Demographic Attributes Prediction from Speech Using WavLM Embeddings
Yuchen Yang, Thomas Thebaud, Najim Dehak
TL;DR
The paper demonstrates that WavLM embeddings provide robust, generalizable representations for predicting speaker demographics from speech, achieving notable gains in age MAE and gender accuracy across diverse datasets. By coupling frozen WavLM features with simple heads (MLP/LSTM/ResNet32) and evaluating on five heterogeneous corpora, the study shows cross-dataset improvements over traditional baselines such as i-vectors and x-vectors, highlighting the potential and challenges of speech-based demographic profiling. Key contributions include cross-dataset benchmarking, demonstration of strong performance for age and gender prediction, and insights into the limitations of heterogeneous labels, bias, and domain shift.
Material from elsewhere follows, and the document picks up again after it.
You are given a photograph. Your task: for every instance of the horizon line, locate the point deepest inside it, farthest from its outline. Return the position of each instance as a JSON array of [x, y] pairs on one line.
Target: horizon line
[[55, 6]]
The findings support the feasibility of privacy-conscious, adaptive speech systems with demographic-aware behavior, while calling for standardized datasets and label ontologies to enhance robustness and fair usage in real-world applications.
Abstract
This paper introduces a general classifier based on WavLM features, to infer demographic characteristics, such as age, gender, native language, education, and country, from speech. Demographic feature prediction plays a crucial role in applications like language learning, accessibility, and digital forensics, enabling more personalized and inclusive technologies. Leveraging pretrained models for embedding extraction, the proposed framework identifies key acoustic and linguistic fea-tures associated with demographic attributes, achieving a Mean Absolute Error (MAE) of 4.94 for age prediction and over 99.81% accuracy for gender classification across various datasets. Our system improves upon existing models by up to relative 30% in MAE and up to relative 10% in accuracy and F1 scores across tasks, leveraging a diverse range of datasets and large pretrained models to ensure robustness and generalizability. This study offers new insights into speaker diversity and provides a strong foundation for future research in speech-based demographic profiling.